RP Diagnosis Develops the "Why" featured image description is in the body of the post.

RP Diagnosis Develops the “Why” & Leads to Entrepreneurship

“I felt so ashamed and stupid that I was visually impaired. That somehow people would think it was an inconvenience or a hassle that I couldn’t see in the dark.” 

~Hannah Steininger

RP (Retinitis Pigmentosa) was the diagnosis. I got into the car at the eye clinic and sat in silence with the devastating news I’d just received. It was a cold, blustery October day in 2008. I even remember how cloudy it was as the trees stood bare. We were parked directly in front of the window of the clinic. My eyes were fixed ahead on people sitting in the waiting room.

“Am I going to go blind?” I asked my mom after what felt like hours.

I felt my face get hot, as the tears welled up in my eyes. Dumbfounded, confused, and scared, I didn’t know what to think. You can never go back once you find out something like that. Immediately I felt so different. Everything started to make sense:

  • how cautious I was at night,
  • why I had always wanted to sleep with the hall light on,
  • why I hated movie theaters.

The list goes on and on. I was glad that it was all making sense, but at the same time, I wished I hadn’t found out.

Up until age 15, I thought everyone saw the way I did. Why think anything else? I felt so ashamed and stupid that I was visually impaired. That somehow people would think it was an inconvenience or a hassle that I couldn’t see in the dark. 

For about 8 years I decided nothing was wrong with me. I ignored the diagnosis of RP and I refused to take my pills regularly or tell anyone about my vision.

College Changed Things

Once I got to college, I would get into risky situations. Scenarios, like going out and drinking with my friends or walking home in dark, were commonplace. I fell and injured myself too many times to count. Crying
because I couldn’t see on the dance floor like everyone else, I’d leave, alone and in the dark. Why couldn’t I be like everyone else dancing so lighthearted. Going out became so taxing and so painful that I isolated myself my senior year of college.

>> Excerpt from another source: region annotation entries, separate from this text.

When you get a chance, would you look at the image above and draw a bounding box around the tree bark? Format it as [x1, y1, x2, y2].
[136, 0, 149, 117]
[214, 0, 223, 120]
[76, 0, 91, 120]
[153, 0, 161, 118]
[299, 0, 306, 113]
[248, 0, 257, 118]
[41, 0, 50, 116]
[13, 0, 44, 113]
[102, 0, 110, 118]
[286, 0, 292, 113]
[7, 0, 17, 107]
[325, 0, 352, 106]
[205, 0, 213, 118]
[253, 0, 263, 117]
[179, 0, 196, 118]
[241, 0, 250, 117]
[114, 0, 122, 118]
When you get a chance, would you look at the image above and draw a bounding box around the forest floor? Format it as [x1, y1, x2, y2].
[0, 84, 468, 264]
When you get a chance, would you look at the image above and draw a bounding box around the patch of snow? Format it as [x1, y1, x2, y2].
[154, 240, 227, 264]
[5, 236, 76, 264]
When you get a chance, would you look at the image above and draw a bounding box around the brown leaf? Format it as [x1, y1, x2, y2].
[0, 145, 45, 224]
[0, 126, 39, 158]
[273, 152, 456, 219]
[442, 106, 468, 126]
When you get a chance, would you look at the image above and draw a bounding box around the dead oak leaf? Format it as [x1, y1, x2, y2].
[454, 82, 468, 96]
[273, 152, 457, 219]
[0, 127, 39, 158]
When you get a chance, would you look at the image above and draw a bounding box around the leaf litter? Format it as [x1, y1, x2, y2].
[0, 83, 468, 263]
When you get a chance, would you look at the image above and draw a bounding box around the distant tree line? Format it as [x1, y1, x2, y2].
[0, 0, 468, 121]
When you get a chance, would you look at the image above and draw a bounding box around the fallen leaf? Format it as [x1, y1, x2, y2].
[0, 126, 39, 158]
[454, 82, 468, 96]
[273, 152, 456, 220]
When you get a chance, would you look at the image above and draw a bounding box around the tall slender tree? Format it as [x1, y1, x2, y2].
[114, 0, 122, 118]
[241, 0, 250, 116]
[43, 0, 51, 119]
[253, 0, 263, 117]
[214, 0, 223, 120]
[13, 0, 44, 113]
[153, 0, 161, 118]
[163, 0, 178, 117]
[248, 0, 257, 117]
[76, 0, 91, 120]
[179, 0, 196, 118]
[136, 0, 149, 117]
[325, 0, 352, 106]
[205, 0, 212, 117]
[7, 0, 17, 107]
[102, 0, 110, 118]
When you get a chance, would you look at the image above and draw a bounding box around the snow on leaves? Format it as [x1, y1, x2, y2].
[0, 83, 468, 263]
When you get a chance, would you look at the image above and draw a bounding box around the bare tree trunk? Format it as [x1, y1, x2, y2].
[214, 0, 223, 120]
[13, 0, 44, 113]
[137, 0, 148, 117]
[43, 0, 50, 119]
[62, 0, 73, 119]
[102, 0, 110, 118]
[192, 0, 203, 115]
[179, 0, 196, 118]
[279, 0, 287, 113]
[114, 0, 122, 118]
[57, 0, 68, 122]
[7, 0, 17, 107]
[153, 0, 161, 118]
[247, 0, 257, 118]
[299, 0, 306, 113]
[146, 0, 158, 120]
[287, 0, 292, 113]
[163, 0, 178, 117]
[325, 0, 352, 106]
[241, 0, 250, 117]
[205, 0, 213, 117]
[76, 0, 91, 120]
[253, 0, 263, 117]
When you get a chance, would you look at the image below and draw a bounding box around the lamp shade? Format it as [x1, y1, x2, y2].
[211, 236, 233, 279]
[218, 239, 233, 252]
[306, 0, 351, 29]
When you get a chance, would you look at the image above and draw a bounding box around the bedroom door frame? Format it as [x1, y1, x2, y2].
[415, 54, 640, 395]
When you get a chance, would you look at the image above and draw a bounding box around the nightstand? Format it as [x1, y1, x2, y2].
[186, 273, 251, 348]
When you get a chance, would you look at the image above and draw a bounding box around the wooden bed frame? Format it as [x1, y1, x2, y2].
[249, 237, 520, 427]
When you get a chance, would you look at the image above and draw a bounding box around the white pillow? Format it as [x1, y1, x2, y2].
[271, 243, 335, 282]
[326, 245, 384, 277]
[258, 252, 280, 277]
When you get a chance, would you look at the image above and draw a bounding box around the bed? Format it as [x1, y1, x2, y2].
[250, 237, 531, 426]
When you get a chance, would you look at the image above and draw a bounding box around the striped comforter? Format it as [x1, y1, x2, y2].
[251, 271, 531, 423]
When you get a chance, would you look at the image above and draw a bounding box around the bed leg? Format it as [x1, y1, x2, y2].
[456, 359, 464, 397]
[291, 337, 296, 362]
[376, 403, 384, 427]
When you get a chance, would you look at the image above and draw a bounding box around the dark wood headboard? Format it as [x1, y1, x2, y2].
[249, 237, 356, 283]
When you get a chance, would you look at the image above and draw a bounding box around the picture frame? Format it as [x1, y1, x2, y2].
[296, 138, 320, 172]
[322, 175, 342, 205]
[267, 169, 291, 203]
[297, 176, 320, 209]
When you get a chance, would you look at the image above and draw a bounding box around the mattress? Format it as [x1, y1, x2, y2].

After I graduated college and moved back to Minneapolis something in me shifted. I was sick and tired of feeling sorry and bad for myself. So much hope I had placed in research and retina specialists. When they told me there was nothing I could do and that my vision was getting worse, I was crushed. I began looking up alternative ways to help heal vision loss. That’s when I found micro-acupuncture.

For the past two years, I have been taking a more holistic approach in the way I manage my RP. I began eating a diet of anti-inflammatory foods, educating myself about how the systems in the body work together, and started going to micro-acupuncture.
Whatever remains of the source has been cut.